Researcher Spotlight: Maria Trojanowska, PhD

Dr. Maria Trojanowska
Dr. Maria Trojanowska

OCRI member, Dr. Maria Trojanowska, is a Professor of Medicine and Director of the Arthritis Center at Boston University School of Medicine. Dr. Trojanowska and her team investigate the molecular and cellular mechanisms regulating extracellular matrix (ECM) synthesis in healthy tissues and in pathological conditions. Their main area of research focuses on the pathogenesis of scleroderma or systemic sclerosis (SSc), a devastating autoimmune disease characterized by a distinct pathogenic triad of microvascular damage, dysregulation of innate and adoptive immunity, and generalized fibrosis in multiple organs. Specifically, the goal of Dr. Trojanowska and her team is to uncover how disregulated signaling pathways, including TGF-b, CTGF, PDGFRa, and PKCd/Fli1 lead to pathological fibrosis.

Another area of active investigation for the Trojanowska lab focuses on scleroderma vascular disease, which contributes significantly to the morbidity and mortality of patients with scleroderma. However, the mechanisms contributing to scleroderma vasculopathy and the relationship between vasculopathy and fibrosis are not well understood. Based on the clinical studies that implicated deficiency of specific transcription factors such as Fli1 or GATA6 in the vasculature of patients with scleroderma, Dr. Trojanowska and her team have generated a novel genetic mouse model that recapitulates many of the vascular features of SSc. Such models are instrumental in elucidating the mechanisms of vascular disease and for the discovery and validation of potential therapeutic targets to treat vasculopathy in patients with scleroderma. To date, no treatment has been proven effective in modifying the course of scleroderma.
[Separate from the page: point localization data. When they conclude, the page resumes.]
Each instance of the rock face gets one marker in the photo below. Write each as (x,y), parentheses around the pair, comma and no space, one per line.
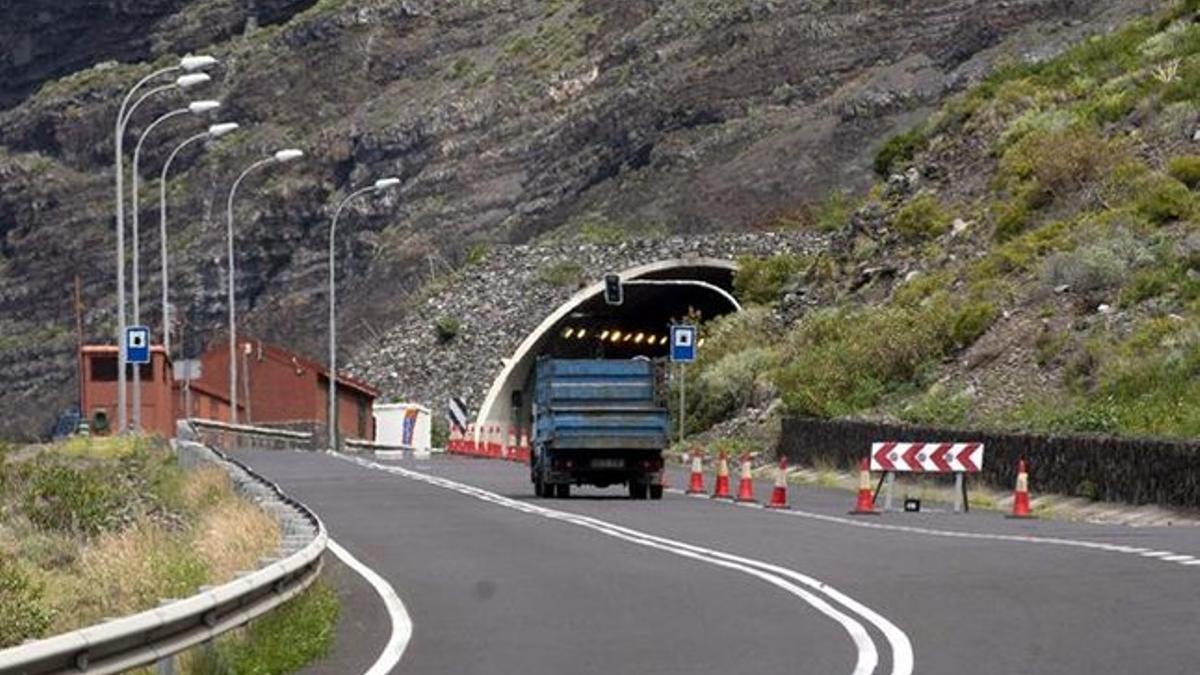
(505,120)
(42,41)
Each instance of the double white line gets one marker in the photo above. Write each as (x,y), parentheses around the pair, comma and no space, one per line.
(833,603)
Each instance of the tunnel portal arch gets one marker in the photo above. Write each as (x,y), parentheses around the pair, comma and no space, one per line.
(654,293)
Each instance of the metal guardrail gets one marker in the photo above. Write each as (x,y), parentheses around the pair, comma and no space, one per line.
(223,434)
(147,637)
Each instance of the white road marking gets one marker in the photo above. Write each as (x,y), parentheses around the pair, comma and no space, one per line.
(1167,556)
(401,623)
(868,655)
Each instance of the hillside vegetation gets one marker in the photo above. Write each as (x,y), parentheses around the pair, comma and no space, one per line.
(504,120)
(1030,258)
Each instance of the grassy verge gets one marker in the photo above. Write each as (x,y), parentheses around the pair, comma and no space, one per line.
(283,641)
(100,527)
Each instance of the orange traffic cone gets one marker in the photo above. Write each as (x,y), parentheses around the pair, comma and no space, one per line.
(779,493)
(721,490)
(865,505)
(745,483)
(696,485)
(1021,495)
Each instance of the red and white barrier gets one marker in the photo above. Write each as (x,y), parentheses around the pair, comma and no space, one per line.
(930,458)
(959,459)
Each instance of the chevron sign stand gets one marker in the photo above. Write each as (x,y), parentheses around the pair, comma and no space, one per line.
(959,459)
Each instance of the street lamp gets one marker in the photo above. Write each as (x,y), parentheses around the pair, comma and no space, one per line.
(331,422)
(276,159)
(215,131)
(196,108)
(189,65)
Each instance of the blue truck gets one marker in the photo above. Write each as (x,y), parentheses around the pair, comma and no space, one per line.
(598,423)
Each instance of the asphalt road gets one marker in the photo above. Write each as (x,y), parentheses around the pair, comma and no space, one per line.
(499,581)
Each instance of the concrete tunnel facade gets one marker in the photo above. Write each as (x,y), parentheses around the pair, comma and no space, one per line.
(583,326)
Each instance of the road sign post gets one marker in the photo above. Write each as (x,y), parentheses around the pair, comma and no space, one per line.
(683,351)
(137,352)
(137,345)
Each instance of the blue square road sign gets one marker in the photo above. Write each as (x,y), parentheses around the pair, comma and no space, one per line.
(683,344)
(137,344)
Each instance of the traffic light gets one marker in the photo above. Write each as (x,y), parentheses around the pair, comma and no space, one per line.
(612,291)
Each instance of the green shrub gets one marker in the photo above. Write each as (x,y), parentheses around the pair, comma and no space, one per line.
(287,639)
(729,386)
(760,280)
(1163,199)
(835,211)
(25,615)
(840,362)
(66,499)
(1186,169)
(1146,284)
(1012,219)
(1062,161)
(1103,264)
(561,274)
(970,321)
(447,328)
(899,149)
(937,407)
(922,217)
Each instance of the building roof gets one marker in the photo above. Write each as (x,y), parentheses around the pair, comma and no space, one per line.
(287,356)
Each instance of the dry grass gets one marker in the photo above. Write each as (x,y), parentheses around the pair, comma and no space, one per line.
(124,572)
(136,568)
(233,537)
(205,488)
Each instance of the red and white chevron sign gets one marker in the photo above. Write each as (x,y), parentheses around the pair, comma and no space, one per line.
(930,458)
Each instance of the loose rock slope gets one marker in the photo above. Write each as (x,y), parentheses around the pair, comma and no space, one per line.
(503,118)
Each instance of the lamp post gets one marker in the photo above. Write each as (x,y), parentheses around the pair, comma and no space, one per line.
(187,64)
(196,108)
(276,159)
(215,131)
(331,420)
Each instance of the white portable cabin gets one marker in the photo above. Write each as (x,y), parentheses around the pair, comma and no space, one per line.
(403,425)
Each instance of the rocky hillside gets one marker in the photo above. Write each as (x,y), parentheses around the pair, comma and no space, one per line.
(1030,260)
(505,119)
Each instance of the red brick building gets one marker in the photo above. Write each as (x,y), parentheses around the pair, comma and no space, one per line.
(276,387)
(281,387)
(100,369)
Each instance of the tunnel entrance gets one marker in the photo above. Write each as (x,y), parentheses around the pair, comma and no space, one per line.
(655,297)
(637,327)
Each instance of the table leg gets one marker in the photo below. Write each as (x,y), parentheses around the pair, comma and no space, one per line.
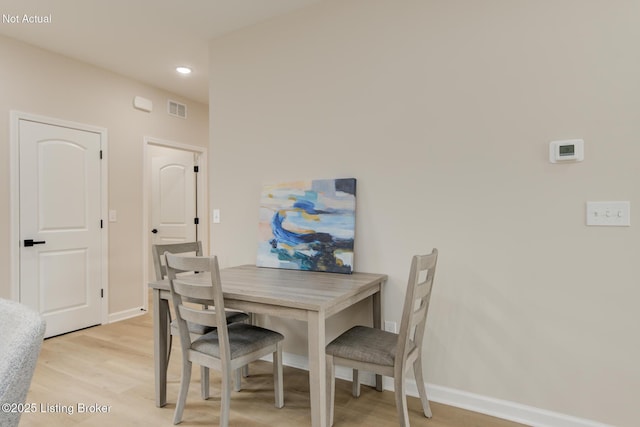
(377,323)
(317,369)
(160,318)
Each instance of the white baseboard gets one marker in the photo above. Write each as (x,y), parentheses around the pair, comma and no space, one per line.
(126,314)
(504,409)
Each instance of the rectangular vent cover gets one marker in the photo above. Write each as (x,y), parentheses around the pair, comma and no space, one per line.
(178,110)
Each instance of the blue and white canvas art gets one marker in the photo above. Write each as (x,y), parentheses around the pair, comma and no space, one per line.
(308,225)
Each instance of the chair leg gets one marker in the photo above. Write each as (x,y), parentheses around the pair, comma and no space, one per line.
(355,384)
(278,386)
(331,388)
(237,381)
(225,396)
(417,371)
(401,400)
(204,382)
(170,340)
(184,389)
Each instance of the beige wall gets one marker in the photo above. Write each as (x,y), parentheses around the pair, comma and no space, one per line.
(443,111)
(43,83)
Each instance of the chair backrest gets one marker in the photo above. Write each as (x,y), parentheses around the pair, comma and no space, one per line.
(21,334)
(186,288)
(174,248)
(416,303)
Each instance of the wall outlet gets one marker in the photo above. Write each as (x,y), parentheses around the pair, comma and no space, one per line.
(391,326)
(609,214)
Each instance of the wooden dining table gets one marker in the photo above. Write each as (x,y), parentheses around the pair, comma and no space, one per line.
(291,294)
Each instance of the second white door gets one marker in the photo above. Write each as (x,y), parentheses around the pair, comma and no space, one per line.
(173,197)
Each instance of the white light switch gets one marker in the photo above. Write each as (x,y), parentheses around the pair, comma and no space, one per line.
(611,214)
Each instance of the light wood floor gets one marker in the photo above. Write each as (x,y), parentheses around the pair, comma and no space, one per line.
(111,367)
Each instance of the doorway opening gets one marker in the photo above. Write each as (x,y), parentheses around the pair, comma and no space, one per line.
(175,207)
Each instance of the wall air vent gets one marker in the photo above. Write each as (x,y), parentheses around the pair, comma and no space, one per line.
(176,109)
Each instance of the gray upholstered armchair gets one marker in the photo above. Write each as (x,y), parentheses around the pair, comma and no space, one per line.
(21,335)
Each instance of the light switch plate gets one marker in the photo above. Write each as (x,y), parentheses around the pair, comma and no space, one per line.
(609,214)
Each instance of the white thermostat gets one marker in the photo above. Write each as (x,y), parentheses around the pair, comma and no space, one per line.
(568,150)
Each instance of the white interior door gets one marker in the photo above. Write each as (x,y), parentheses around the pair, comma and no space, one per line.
(173,196)
(60,224)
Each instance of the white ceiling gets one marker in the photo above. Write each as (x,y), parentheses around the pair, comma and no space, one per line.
(141,39)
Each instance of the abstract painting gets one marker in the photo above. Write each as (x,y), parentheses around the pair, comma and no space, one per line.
(308,225)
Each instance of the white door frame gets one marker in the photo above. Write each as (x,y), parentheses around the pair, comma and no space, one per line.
(14,189)
(201,197)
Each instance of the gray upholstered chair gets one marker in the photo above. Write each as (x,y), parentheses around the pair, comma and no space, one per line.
(228,347)
(190,248)
(21,335)
(386,353)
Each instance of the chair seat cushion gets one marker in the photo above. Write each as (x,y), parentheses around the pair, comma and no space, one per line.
(194,328)
(365,344)
(243,339)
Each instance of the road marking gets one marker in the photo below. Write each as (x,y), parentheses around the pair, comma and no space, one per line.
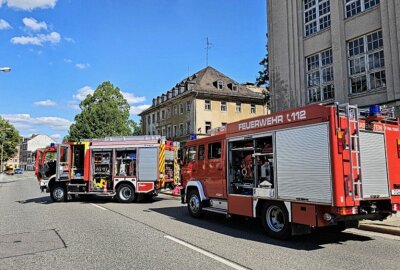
(98,206)
(206,253)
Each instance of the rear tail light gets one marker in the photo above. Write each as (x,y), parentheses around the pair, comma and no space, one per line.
(343,211)
(341,142)
(398,148)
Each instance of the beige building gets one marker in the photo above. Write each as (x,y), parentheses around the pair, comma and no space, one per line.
(206,100)
(334,50)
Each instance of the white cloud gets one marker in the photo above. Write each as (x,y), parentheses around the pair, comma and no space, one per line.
(45,103)
(38,40)
(82,66)
(132,99)
(30,4)
(83,92)
(33,24)
(27,121)
(68,39)
(138,109)
(4,25)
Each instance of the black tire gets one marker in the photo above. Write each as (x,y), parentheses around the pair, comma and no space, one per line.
(194,203)
(125,193)
(58,193)
(275,220)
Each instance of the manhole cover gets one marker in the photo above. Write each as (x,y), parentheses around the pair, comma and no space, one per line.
(17,244)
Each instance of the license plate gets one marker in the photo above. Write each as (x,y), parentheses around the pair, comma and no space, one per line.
(395,191)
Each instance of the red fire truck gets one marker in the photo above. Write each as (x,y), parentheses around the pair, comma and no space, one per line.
(315,166)
(125,167)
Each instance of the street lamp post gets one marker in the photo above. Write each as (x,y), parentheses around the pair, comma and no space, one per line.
(5,69)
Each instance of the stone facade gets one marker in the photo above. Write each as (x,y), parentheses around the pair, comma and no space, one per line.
(206,100)
(323,51)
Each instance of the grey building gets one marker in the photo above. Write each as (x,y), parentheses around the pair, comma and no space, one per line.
(334,50)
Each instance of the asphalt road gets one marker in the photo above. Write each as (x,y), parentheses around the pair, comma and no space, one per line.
(99,233)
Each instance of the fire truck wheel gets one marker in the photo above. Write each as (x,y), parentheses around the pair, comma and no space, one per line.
(275,220)
(194,204)
(125,193)
(59,193)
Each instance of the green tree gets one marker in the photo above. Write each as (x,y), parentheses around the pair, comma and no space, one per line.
(9,139)
(105,113)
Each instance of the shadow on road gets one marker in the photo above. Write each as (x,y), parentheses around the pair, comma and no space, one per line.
(250,229)
(39,200)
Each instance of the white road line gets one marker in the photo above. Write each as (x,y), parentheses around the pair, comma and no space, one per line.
(206,253)
(98,206)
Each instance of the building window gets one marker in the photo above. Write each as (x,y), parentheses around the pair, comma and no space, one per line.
(220,84)
(320,77)
(207,105)
(252,108)
(188,127)
(174,131)
(317,16)
(238,107)
(366,63)
(180,129)
(188,106)
(223,106)
(168,131)
(208,127)
(354,7)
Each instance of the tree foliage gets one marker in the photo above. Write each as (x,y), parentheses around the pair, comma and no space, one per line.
(9,139)
(105,113)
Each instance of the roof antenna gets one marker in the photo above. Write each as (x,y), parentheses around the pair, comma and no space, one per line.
(208,47)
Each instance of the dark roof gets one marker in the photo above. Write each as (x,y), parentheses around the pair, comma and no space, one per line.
(205,82)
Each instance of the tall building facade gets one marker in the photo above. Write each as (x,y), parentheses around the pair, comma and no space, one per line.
(321,51)
(205,100)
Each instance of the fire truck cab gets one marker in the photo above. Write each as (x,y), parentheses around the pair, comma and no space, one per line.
(124,167)
(315,166)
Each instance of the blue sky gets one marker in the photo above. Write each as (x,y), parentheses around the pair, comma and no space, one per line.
(60,50)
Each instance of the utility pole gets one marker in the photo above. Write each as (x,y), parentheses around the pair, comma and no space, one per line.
(208,47)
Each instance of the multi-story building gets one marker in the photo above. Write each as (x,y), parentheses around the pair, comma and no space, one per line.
(322,51)
(28,149)
(206,100)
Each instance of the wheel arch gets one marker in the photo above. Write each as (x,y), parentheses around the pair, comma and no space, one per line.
(260,204)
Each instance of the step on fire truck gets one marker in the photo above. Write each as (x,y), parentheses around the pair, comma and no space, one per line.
(125,167)
(315,166)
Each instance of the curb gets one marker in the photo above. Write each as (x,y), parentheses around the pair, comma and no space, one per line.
(379,229)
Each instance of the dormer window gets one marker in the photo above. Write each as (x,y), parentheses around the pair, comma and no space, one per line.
(234,87)
(220,84)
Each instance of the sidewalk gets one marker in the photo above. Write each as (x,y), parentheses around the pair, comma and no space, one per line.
(391,225)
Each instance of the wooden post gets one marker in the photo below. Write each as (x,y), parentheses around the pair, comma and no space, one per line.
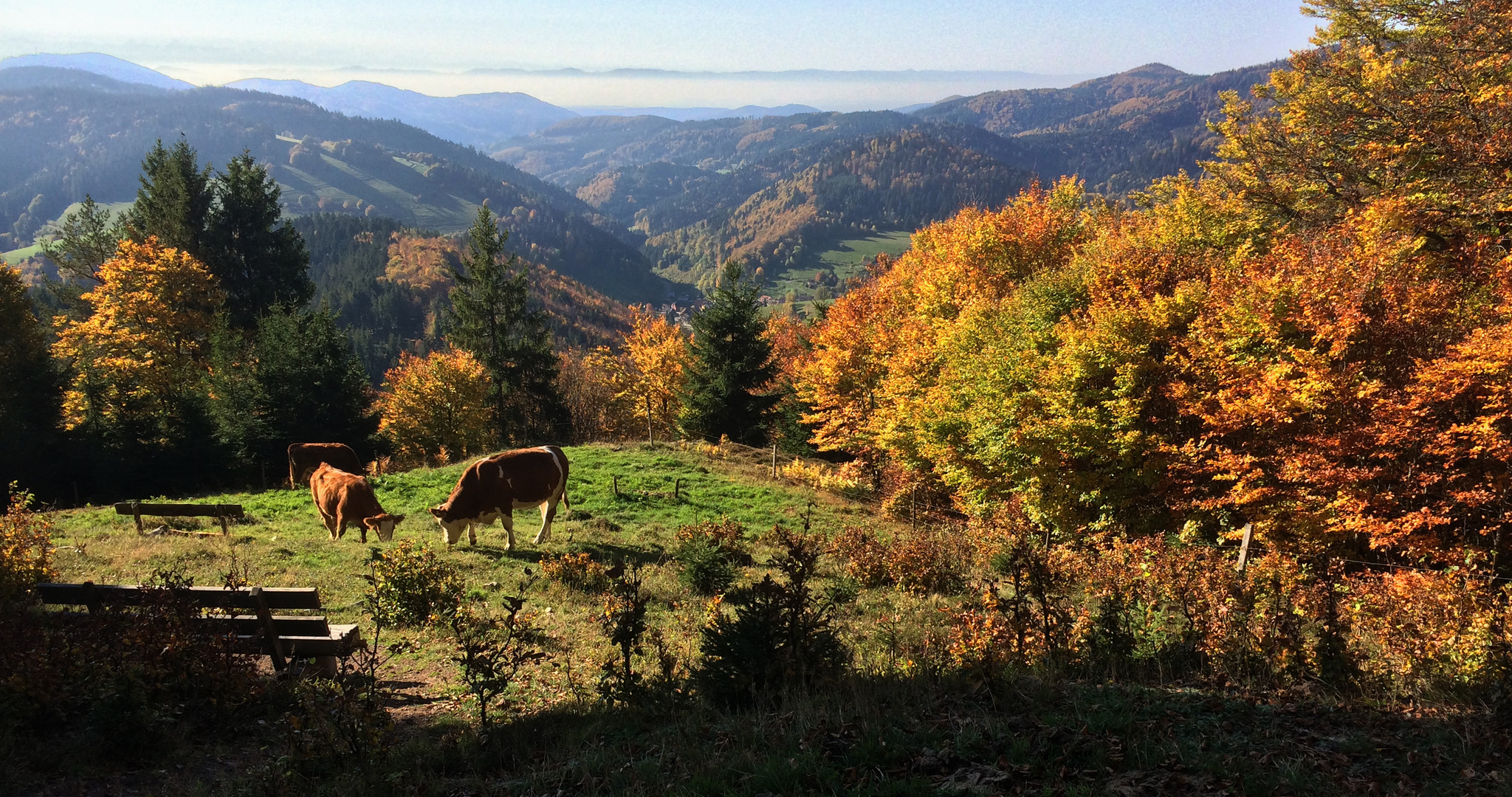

Identification of key alterations in the signaling molecules may allow for selective targeting of these pathways and development of novel therapeutic strategies.

Dr. Trojanowska has been an active member of the OCRI since its founding in 2011 and is co-director of the Etiology and Pathogenesis of Oral Cancer ARC. She collaborates closely with Professor of Oral and Maxillofacial Pathology Dr. George Gallagher, Associate Dean for Research and Professor in the Department of Molecular & Cell Biology Dr. Maria Kukuruzinska, Associate Professor of Medicine and Biostatistics at Boston University School of Medicine (BUSM) Dr. Stefano Monti, Associate Professor and Director of Clinical Oral Pathology Dr. Vikki Noonan, and Assistant Professor of Biochemistry at BUSM Dr. Bob Varelas in characterizing carcinoma associated fibroblasts (CAFs) in OSCC. Using input from the bioinformatic analysis implicating PDGFRa as an early marker of stromal activation in OSCC, subsequent analyses of OSCC tumor tissues confirmed abundant expression of PDGFRa on stromal fibroblastic cells, but not on tumor cells. Having a specific marker on stromal fibroblasts will allow for further selection and molecular characterization of those cells. Future studies will focus on the role of OSCC CAFs in activating tumor growth and progression. Reciprocal experiments will investigate factors produced by tumor cells involved in activation of CAFs.

Dr. Trojanowska is also collaborating with Clinical Professor in the Department of Speech and Hearing Sciences at BUSM Dr. Susan Langmore on a project related to dysphagia, a morbid condition that interferes with swallowing and proper nutrition. Dysphagia develops in about 50% of head and neck cancer patients treated with radiation therapy. Currently, there are no tools available to predict which patients will develop fibrosis. The goal of their collaboration is to develop diagnostic tools to predict the likelihood of fibrosis in patients undergoing radiation therapy. The team has collected biopsy specimens from six post-radiation patients, which were analyzed by microarrays. The gene expression patterns in those samples will be compared to patient clinical characteristics with respect to fibrosis. These important studies are currently in progress.